The man received bone marrow from a donor with a rare mutation, like "Berlin" and "London" to patients. While this treatment is not practical to treat everyone reports such as these may lead to a cure.

It came hours after researchers reported a "London patient" was the second ever man to see the disease "cured" by a bone marrow transplant - which effectively replaces and reboots the cells of the immune system where HIV persists. But the cost of these treatments, side effects, and rise of viral resistance to the therapy, mean that a cure capable of ridding patients of the infection still remains a major medical priority. They're also given drugs to suppress their immune system, so it does not attack the new cells.

The first such case of an HIV patient being cleared of the virus after a bone marrow transplant happened a decade ago to Timothy Brown, known as the "Berlin patient", who is still free of the virus.

Monthly Injections Could Replace the Daily Pill Regime of HIV Patients

The surgical replacement of bone marrow with the stem cells of patients who have the CCR5 genetic mutation must be followed by hospitalization where patients can be monitored for and treated against tissue rejection.

Also, while the London patient's cancer treatment was less intense, with just chemotherapy and the stem cell transplant, it was still toxic and is not a course of treatment that otherwise healthy people living with HIV infection should embark upon.

Brown, who had been living in Berlin, has since moved to the United States and, according to HIV experts, is still HIV-free. Meanwhile, the highest rates of new infections are found in Africa. Dr. Ravindra Gupta, a virologist at University College London and who presented the findings this week, also said: "Everybody believed after the Berlin patient that you needed to almost die basically to cure HIV, but now maybe you don't". Cells without a working CCR5 receptor are essentially locked up to the virus. The inability to find HIV in their blood, coupled with the missing CCR5 receptor, constitutes the HIV viral remission of the London patient announced earlier this week.

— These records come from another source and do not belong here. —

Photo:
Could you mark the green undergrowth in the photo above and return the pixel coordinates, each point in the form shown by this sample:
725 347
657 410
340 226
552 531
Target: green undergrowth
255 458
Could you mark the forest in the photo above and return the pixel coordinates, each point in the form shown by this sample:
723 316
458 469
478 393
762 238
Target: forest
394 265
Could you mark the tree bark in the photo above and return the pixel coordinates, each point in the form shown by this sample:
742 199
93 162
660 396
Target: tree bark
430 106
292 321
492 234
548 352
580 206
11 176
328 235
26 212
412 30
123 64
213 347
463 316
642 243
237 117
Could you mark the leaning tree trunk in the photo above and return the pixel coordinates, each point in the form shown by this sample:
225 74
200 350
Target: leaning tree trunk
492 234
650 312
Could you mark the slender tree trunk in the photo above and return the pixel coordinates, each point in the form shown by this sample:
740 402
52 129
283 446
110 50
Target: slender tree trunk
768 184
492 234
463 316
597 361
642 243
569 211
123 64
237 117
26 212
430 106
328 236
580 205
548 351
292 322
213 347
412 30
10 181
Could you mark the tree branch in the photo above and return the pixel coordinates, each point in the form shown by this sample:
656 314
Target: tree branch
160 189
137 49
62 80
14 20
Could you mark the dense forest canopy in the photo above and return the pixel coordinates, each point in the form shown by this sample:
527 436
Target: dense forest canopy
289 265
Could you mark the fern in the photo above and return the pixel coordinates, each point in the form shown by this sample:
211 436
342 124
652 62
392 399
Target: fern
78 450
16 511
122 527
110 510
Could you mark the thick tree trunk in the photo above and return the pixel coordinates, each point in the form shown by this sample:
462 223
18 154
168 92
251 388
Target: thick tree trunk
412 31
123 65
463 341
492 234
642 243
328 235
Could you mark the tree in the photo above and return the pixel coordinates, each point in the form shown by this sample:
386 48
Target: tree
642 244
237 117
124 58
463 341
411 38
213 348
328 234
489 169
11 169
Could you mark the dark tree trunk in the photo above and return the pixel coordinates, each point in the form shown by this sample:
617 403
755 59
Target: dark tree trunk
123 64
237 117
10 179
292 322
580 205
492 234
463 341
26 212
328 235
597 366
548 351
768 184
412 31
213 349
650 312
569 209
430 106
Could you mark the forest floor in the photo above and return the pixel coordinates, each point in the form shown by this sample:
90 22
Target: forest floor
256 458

"The reason we know that this appears to be effective is that these people are no longer taking their anti-retroviral agents - which stops the virus from replicating - but nevertheless using very sensitive approaches, the virus can not be detected in their body at present". In fact, amFAR in part funded the London patient's research intervention.

He added: "Although the finding is exciting, it is not offering up a new treatment for the millions of people around the world living with HIV". To end the global HIV epidemic, it is extremely important that there be 100 percent universal access to these important treatments - not just to those who can afford their expensive retail prices.

ViiV, an offshoot of GlaxoSmithKline and Pfizer, is also looking into whether the injection can prevent HIV transmission. When HIV-infected individuals are compliant with the prescribed use of the AIDS cocktail, their viral load is undetectable and they become untransmittable, meaning they can not sexually transmit the HIV virus to others.

He did not experience HIV rebound, during the 18 months he did not take anti-viral medication.